Researchers from Friedrich Schiller University of Jena (Germany) have succeeded in deciphering 2000-year old Arabic inscriptions. The writings are inscribed on palm-sticks which by size and form resemble a cigar. So far scholars have failed to cast light on the pre-Islamic period of Arab history, revealed in written sources. Now though the things have changed.

Peter Stein from the University of Jena and his co-workers have spent six years deciphering pre-Islamic texts. Wooden sticks featuring inscriptions were discovered in the 1980s among antique ruins in the north of Yemen.

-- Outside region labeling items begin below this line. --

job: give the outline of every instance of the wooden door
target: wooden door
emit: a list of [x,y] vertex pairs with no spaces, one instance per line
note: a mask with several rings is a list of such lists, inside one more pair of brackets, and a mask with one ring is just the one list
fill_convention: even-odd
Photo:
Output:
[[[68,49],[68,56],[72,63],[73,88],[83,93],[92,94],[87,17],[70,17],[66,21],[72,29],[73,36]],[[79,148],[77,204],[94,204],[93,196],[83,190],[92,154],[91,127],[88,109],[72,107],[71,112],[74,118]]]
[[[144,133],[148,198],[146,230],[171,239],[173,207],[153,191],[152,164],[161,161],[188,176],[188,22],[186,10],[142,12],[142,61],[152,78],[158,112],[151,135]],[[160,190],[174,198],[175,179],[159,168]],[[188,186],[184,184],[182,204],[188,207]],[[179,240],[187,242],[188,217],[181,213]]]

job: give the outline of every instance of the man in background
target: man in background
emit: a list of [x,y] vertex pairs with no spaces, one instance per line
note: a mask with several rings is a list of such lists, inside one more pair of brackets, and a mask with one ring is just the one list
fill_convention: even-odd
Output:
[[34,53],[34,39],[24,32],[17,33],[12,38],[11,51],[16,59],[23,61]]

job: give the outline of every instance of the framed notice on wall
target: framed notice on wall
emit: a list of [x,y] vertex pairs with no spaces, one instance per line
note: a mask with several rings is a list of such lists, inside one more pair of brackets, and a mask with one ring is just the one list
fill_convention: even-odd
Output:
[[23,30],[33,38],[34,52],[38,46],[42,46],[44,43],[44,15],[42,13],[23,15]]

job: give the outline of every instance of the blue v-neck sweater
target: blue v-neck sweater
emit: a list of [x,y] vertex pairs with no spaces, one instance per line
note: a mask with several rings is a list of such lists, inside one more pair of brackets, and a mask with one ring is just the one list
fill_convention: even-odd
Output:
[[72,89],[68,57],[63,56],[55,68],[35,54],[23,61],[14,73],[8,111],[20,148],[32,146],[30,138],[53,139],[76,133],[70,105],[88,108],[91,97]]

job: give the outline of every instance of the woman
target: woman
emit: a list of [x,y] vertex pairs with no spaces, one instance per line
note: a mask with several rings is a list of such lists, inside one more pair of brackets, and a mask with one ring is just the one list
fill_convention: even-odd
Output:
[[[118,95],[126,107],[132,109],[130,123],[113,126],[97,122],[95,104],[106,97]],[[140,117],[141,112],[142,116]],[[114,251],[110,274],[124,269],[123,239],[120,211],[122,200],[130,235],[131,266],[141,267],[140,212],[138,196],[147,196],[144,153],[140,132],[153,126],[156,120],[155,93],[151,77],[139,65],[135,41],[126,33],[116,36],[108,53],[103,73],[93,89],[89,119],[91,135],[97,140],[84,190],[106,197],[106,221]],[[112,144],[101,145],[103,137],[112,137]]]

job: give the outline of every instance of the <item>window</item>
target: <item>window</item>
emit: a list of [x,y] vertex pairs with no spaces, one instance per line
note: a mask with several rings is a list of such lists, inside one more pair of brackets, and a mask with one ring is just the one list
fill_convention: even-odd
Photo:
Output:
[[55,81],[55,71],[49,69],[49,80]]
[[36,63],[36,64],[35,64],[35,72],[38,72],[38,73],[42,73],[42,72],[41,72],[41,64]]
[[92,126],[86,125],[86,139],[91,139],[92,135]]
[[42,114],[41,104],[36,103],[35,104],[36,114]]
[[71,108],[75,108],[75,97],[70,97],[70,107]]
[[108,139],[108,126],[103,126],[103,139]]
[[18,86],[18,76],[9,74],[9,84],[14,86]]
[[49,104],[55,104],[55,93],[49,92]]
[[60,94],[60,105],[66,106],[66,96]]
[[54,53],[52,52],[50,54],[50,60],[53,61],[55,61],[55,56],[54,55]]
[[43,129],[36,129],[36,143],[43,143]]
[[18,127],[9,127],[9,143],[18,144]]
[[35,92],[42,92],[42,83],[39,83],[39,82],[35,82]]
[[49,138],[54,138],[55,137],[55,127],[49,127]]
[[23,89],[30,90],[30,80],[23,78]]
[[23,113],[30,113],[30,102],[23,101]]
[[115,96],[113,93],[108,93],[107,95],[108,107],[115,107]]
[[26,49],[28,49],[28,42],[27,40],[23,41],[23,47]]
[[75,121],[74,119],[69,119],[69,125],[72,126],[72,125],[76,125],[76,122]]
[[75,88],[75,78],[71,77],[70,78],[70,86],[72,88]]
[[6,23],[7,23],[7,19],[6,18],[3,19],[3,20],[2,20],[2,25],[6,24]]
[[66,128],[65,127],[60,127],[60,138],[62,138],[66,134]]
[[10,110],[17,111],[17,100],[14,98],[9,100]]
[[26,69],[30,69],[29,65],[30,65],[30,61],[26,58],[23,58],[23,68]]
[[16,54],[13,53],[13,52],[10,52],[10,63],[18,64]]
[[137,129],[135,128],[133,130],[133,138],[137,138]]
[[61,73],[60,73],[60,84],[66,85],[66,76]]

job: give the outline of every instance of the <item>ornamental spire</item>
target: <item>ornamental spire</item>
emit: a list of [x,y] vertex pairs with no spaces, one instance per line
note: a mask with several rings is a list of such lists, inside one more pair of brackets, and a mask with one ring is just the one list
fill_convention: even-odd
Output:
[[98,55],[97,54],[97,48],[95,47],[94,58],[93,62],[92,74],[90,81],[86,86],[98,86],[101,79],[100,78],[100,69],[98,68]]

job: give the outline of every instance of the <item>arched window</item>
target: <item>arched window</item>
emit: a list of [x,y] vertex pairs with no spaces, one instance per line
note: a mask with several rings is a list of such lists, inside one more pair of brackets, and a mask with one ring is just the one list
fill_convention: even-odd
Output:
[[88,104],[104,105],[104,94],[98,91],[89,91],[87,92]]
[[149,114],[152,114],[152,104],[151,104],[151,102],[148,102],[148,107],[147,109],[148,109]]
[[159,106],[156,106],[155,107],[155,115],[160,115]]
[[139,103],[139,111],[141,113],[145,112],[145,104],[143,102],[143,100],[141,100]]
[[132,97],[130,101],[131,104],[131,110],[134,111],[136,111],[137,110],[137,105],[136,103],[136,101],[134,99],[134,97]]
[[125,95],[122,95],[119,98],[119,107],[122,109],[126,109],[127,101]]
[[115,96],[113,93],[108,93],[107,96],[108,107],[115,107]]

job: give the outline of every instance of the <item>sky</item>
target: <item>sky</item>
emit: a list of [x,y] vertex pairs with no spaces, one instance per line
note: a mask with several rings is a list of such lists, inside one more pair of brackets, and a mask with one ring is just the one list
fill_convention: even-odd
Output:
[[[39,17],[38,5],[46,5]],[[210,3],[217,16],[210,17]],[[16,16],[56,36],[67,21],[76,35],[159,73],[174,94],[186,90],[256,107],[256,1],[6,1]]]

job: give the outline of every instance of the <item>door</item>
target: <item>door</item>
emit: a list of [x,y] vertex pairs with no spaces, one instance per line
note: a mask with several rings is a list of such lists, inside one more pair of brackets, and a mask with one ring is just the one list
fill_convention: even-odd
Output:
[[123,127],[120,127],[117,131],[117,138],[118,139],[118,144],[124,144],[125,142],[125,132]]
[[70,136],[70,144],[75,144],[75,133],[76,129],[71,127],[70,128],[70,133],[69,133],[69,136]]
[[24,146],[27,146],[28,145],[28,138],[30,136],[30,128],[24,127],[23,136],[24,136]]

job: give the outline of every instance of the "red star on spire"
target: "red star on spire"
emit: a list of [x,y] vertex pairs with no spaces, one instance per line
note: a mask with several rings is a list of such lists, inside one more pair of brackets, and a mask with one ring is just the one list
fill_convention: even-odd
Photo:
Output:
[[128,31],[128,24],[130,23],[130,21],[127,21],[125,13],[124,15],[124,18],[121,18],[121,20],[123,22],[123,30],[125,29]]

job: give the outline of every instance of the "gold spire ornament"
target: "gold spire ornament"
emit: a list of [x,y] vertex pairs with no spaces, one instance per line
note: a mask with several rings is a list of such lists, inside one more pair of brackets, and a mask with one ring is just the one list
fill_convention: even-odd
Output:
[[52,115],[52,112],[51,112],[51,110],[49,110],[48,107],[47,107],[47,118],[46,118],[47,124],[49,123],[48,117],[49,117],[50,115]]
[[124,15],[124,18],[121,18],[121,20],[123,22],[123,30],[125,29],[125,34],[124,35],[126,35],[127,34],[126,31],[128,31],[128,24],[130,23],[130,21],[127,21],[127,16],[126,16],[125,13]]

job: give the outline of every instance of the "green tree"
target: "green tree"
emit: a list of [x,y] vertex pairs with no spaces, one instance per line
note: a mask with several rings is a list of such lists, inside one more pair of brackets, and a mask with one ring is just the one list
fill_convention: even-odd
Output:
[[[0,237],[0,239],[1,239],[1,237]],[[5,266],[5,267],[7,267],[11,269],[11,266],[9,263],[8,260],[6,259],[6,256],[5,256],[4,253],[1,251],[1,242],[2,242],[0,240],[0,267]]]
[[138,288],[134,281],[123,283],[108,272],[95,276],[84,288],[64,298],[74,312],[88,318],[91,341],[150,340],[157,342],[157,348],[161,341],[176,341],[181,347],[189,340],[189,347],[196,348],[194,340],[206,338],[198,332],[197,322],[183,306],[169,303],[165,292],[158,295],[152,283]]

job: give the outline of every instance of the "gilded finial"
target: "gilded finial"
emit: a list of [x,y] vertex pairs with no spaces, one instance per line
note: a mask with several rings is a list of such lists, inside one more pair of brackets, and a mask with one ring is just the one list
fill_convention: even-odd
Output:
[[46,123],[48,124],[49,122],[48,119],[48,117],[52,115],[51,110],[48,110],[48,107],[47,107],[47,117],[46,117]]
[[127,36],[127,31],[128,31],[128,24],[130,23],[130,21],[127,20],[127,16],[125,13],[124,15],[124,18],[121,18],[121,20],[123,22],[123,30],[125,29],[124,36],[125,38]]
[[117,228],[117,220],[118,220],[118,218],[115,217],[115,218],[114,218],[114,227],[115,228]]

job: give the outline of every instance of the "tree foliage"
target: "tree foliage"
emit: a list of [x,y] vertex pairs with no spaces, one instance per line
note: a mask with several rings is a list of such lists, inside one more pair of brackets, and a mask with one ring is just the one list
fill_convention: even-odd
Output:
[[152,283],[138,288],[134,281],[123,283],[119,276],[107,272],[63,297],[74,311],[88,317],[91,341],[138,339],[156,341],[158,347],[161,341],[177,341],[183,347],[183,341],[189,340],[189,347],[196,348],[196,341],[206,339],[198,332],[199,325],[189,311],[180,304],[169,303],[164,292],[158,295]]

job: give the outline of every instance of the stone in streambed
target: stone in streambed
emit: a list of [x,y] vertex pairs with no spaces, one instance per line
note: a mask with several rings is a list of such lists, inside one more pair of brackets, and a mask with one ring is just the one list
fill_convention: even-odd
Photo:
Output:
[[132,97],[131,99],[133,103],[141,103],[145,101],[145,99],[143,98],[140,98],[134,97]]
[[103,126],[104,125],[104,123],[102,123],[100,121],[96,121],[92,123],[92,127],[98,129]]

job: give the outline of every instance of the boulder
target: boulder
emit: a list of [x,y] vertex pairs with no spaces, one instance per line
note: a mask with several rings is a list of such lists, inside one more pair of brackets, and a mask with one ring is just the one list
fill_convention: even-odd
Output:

These written sources provided on 400 palm-sticks today make the collection of the Bavarian State Library in Munich.

Now historians are able to read letters, treaties, goods’ labels and other documents written by entrepreneurs and traders of the Arabia before the introduction of Islam in this region. Sticks bear inscriptions in dead Semitic languages. Frankfurter Rundschau reads that orientalist Doctor Peter Stein is among the few specialists able to read these languages.

The Sabaean language was the language of an antique kingdom in the present-day Yemen. People in the south-west of the Arabian Peninsula spoke it until 10th century. The Minaean language was spoken in one of neighboring states. Deciphering of ancient Arabia’s palm-stick texts can be compared with deciphering of ancient Egyptian hieroglyphs and cuneiform of Mesopotamian clay tablets.